At the sprinkler system connection point, there is a 1¼’’ RPZ and a 1¼’’ pressure reducer, piped with galvanized fittings. The sprinkler main line is 1½’’ PVC, and branches at half a dozen places, has long runs (longest is ~250 feet), and supplies about 20 zone valves and a few hose bibs in various places.
My plan is to replace the galvanized piping at the connection point with copper and brass, replace the RPZ and the pressure reducer with new units, and add a water meter. I’ve decided to use 1’’ devices (water meter, RPZ, and pressure reducer), because as long as I don’t run too many zones at once, that should be enough, and it’s much cheaper. I’m also adding isolation valves at multiple places on the main line, to make maintenance easier.
Here is how I plan to pipe the new connection. Staring underground:
- A PVC 1½’’ pipe splits off from the house’s main water supply line underground.
- Use a PVC 1½’’ slip x 1’’ MPT adapter threaded into a copper 1’’ FPT x sweat adapter, to change to copper.

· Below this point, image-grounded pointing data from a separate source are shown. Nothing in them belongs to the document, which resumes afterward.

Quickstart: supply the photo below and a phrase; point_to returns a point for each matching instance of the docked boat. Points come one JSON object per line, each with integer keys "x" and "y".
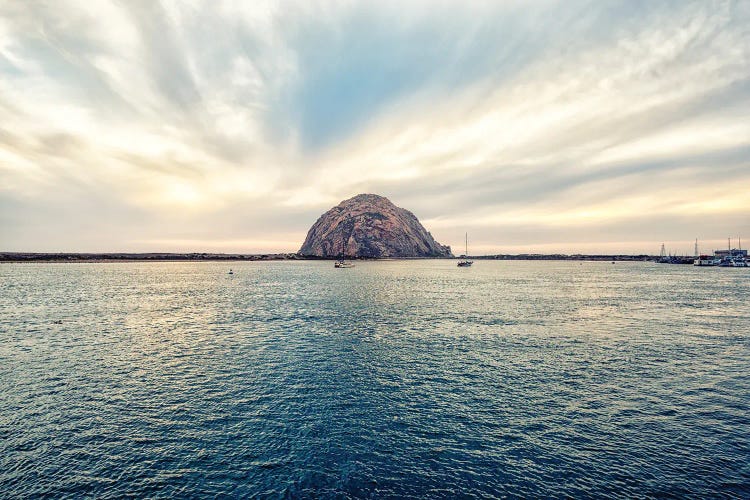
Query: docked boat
{"x": 466, "y": 262}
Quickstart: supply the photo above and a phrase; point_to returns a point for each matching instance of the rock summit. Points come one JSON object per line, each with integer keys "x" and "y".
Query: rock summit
{"x": 369, "y": 225}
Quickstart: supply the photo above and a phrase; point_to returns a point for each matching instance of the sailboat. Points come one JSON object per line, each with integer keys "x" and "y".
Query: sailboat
{"x": 341, "y": 263}
{"x": 466, "y": 262}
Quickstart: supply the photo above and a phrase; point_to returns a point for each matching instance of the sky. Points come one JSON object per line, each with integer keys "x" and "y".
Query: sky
{"x": 231, "y": 126}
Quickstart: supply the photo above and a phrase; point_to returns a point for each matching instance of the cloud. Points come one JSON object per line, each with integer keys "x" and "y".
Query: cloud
{"x": 228, "y": 123}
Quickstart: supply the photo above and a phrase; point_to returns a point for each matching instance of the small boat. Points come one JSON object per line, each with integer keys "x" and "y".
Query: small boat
{"x": 705, "y": 260}
{"x": 466, "y": 262}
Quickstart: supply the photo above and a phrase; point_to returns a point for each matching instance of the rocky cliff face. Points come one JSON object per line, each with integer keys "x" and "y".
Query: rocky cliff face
{"x": 369, "y": 225}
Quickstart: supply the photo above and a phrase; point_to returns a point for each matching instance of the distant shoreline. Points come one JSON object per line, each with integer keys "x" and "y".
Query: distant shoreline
{"x": 223, "y": 257}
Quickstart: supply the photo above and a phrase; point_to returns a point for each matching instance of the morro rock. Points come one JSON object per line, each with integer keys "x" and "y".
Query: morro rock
{"x": 369, "y": 225}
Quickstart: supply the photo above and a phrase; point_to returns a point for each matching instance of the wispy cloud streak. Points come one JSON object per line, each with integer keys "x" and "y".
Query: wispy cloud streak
{"x": 560, "y": 125}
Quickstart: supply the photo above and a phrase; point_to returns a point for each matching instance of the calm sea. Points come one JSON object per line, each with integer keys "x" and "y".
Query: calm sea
{"x": 392, "y": 379}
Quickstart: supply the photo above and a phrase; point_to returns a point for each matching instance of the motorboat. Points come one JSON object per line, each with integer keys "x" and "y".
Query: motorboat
{"x": 466, "y": 262}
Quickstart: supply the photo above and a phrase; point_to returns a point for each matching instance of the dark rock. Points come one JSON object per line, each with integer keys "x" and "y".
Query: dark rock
{"x": 369, "y": 225}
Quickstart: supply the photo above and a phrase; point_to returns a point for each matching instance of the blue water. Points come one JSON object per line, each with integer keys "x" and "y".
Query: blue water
{"x": 392, "y": 379}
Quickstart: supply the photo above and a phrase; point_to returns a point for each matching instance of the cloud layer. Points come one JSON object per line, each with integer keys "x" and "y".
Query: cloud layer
{"x": 230, "y": 126}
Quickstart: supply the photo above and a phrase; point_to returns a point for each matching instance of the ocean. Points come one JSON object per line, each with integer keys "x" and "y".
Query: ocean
{"x": 394, "y": 379}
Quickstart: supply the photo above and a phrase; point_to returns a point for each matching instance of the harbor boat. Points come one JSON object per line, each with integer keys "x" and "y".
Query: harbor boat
{"x": 706, "y": 260}
{"x": 466, "y": 262}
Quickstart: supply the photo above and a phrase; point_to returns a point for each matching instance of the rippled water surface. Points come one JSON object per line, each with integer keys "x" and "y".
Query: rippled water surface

- Run a few feet of copper 1’’ type L pipe horizontally underground, then turn upwards with a copper sweated elbow.
- Insert a sweated copper 1’’ union for serviceability.
- Use copper 1’’ sweat x MPT adapter threaded into a brass 1’’ elbow to switch to brass and turn horizontal.
- Connect the 1’’ water meter (with built-in double unions).
- Then the 1’’ RPZ (with built-in double ball valves).
- Then turn downwards with a brass 1’’ elbow and two brass 1’’ nipples.
- Connect the 1’’ pressure reducer (with built-in inlet-side union).
- Use a copper 1’’ FPT x sweat adapter to switch to copper again.
- Insert another sweated copper 1’’ union.
- Turn horizontal with a sweated copper 1’’ elbow, and run a few feet horizontally.
- Tee off to two sprinkler main lines with a sweated copper 1’’ tee.
- Use a copper 1’’ sweat x FPT adapter threaded into a PVC 1’’ MPT x 1½’’ slip adapter to change to the PVC main lines.
I chose this approach, because:
- I’ve read that brass underground is not recommended.
- I wanted to protect the PVC-copper transition from being loaded. So I run a few feet of copper pipe horizontally underground. That way, even if I’m using wrenches on the above ground copper union, it cannot load the underground PVC-copper transition too much.
- I’ll support the above ground piece in between the water meter and the RPZ, with a unistrut bolted to a concrete pad underneath and to the wall of the house sideways.